AITA for wanting my name on Christmas presents I didn’t help pay for?

I (31F) have been dating my bf (37M) for 3 years living together for 1. Early on in the relationship I told him I would split 50/50 money for birthday and special occasion presents for his friends and family. I did say spefically I didn’t want to be a gf who just sticks her name on a card and wanted to be a part of the family.

When our first Christmas together came around I was very upfront and told him helping him with his Christmas gifts AND my family’s would be too much for me and I would want this to be an exception to the rule. He does his family’s gifts, and I do mine and everything is from both of us. This was fine until last year when he decided he would only put down his name if I didn’t help pay for his family’s gifts.

Now for this year, I’m big time broke. Like I gave everyone in my family back in September a heads up that I was probably only be able to get the kids gifts and it’s probably only gonna be $20 gifts cards (they ask for gift cards/money every year but I usually refuse because I want to give them something they can unwrap) Problem is now I CANT help my boyfriend pay for his family’s stuff and he’s STILL gonna say it’ll just be from him. I’m on good enough terms with his family that this won’t matter but I’m hurt with his intention.

So AITAH for not helping pay for Christmas gifts even when I can or is he the asshole for not saying it’s from the both of us?

Details that may or may not be relevant

1) I am a feminist. I want our relationship to be even and fair but I feel like he’s getting hung up on keeping score.

2) Originally I made more money than him and there were plenty of times were we were supposed to split the costs of a special occasion gift and I just ended up paying for it myself.

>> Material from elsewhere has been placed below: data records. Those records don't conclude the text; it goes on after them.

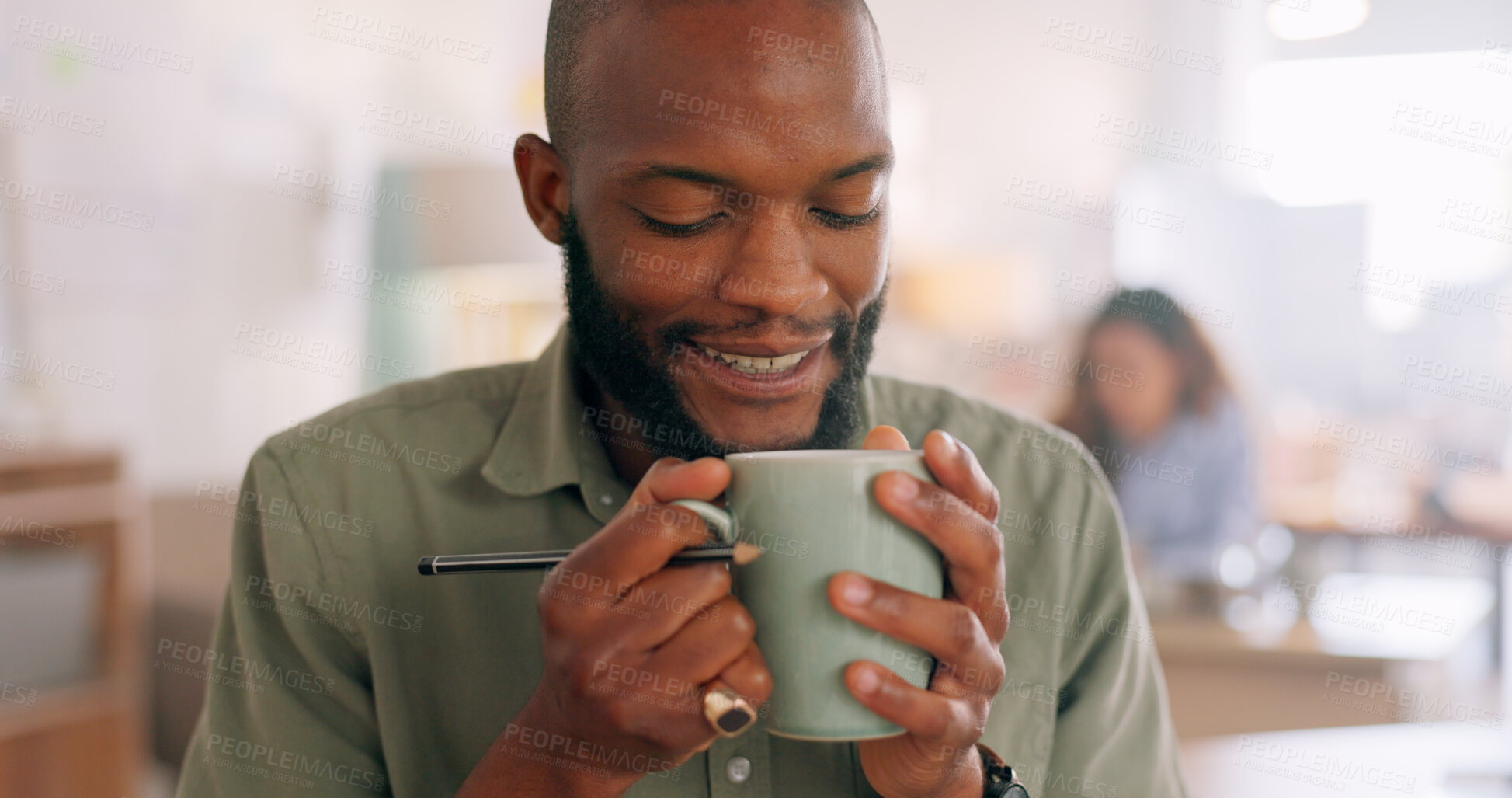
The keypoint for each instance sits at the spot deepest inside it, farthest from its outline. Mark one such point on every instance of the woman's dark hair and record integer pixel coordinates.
(1202, 379)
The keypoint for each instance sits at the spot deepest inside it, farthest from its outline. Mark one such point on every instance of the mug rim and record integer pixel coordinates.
(846, 455)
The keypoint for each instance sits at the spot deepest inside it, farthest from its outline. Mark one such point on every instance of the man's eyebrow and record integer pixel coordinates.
(651, 172)
(874, 162)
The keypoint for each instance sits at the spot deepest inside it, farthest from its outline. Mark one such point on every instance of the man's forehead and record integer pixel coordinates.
(700, 79)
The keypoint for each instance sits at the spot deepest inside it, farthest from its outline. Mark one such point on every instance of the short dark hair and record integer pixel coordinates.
(568, 30)
(1204, 384)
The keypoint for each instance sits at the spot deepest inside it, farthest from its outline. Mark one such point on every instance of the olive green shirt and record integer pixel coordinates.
(338, 670)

3) On top of me being broke this year, HE GOT A RAISE LAST MONTH. He now makes more than me.

4) I have a much smaller friend/family group than he does and therefore NEVER HAD HIM SPLIT THE COSTS OF GIVING GIFTS TO THEM. As we hardly ever see them or he doesn’t know thenm very well through no fault of his own.

5) FINALLY THE BIG KICKER
He was complaining that all together his nieces presents are going to be $75 then I pointed out that 2 weeks ago I gave $100 to his aunt who’s husband recently passed away because my bf told her WE would… I paid it. He didn’t help. I didn’t ask him to pay me back. He doesn’t see how that’s relevant.

11 thoughts on “AITA for wanting my name on Christmas presents I didn’t help pay for?”
  1. initially i thought you might be but after hearing about how you paid for stuff and allowed it to still be from both of you i think NTA. your boyfriend sounds cheap as hell and him not seeing how that’s relevant sounds like a cop out. personally i could never date someone who i don’t consider generous but that’s for you to decide. in this situation i think he’s being weird and technical

  2. NTA. It sounds like you have a serious BF problem. He won’t put your name on these Christmas presents unless you pay for it, but you gave HIS aunt $100 that he didn’t pay back. The fact that he doesn’t see the hypocrisy here is a major red flag.

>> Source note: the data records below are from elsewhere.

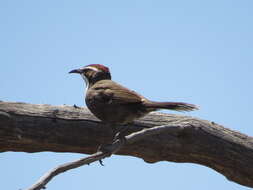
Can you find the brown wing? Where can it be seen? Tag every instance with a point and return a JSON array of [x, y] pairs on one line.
[[115, 93]]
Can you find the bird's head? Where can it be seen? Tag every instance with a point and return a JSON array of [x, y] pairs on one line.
[[93, 73]]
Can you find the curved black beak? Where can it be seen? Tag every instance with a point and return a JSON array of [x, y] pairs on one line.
[[78, 71]]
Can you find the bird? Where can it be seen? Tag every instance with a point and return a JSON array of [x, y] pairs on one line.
[[115, 104]]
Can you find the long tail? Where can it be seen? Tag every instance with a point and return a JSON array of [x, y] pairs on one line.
[[177, 106]]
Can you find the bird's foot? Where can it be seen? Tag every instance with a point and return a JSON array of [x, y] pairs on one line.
[[105, 149], [119, 136]]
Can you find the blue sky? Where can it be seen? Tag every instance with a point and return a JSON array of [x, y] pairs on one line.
[[195, 51]]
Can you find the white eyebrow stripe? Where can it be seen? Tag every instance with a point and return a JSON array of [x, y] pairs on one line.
[[92, 68]]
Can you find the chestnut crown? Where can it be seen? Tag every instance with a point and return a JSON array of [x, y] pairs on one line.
[[93, 73]]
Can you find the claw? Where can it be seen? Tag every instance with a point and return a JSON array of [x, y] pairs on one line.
[[101, 162]]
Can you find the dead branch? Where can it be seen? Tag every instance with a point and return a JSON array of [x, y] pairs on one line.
[[36, 128], [111, 149]]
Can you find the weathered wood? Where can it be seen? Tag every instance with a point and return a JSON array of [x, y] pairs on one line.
[[36, 128]]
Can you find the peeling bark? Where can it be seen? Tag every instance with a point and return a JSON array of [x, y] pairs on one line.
[[35, 128]]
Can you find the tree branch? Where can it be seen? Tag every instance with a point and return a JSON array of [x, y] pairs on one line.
[[36, 128], [111, 149]]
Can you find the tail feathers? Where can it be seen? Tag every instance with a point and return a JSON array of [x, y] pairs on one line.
[[177, 106]]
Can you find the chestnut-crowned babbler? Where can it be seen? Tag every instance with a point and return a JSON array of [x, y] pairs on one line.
[[114, 104]]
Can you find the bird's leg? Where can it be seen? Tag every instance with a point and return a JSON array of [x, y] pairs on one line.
[[121, 133]]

    His money is HIS money, but your money is OUR money. If you’re planning a future with this guy, I’d think carefully about whether you’re on board with dealing with this kind of crap long term.

  3. Do you guys even like each other? There is a lot of bean counting happening.

    I still don’t think that you’re the asshole, but you also don’t seem happy with him either.

  4. He doesn’t put down your name on the gift if you don’t pay? And… you won’t give gift cards or money which people actually want because you prefer some showy thing that looks nice?

    Ugh. ESH

  5. So early on you made a decision to do this 50/50 thing, then the first Christmas you backed out? And now the third Christmas you are backing out too?

    Ya, YTA. Just do your own family and only put your own name and he does the same for his family.

  6. Why are you yelling all the way through this post?

    YTA. You said you wanted to do a 50/50 split and you are now not wanting and/or able to do it for the second year in a row. You’ve only been together for three years.

  7. YTA.

    Opens with – I don’t want to be a gf that just sticks her name.

    Then proceeds to – I can’t pay so I just want to stick my name.

  8. Uh I’m going with ESH.

    He is ta because it’s really weird he doesn’t want to put your name on his family’s presents when you put his on yours and this is an established system. He apparently hasn’t come to you saying why it really bothers him, which is just weird and annoying. Also him keeping score of his side and disregarding your contributions to your partnership is super frustrating.

    You, however, are also keeping score it seems. You seem resentful that you’re paying stuff for his family. Have you spoken to him calmly about your issues and why you’re having a hard time? If you have and he is disregarding it, then you’re ta to yourself for staying with someone who doesn’t care about your struggles.

    Overall it doesn’t seem like you two are compatible, cause all this score keeping is just gonna build so much resentment that it seems like it won’t be worth staying together soon. Relationships should not be transactional, and yours sure seems to be.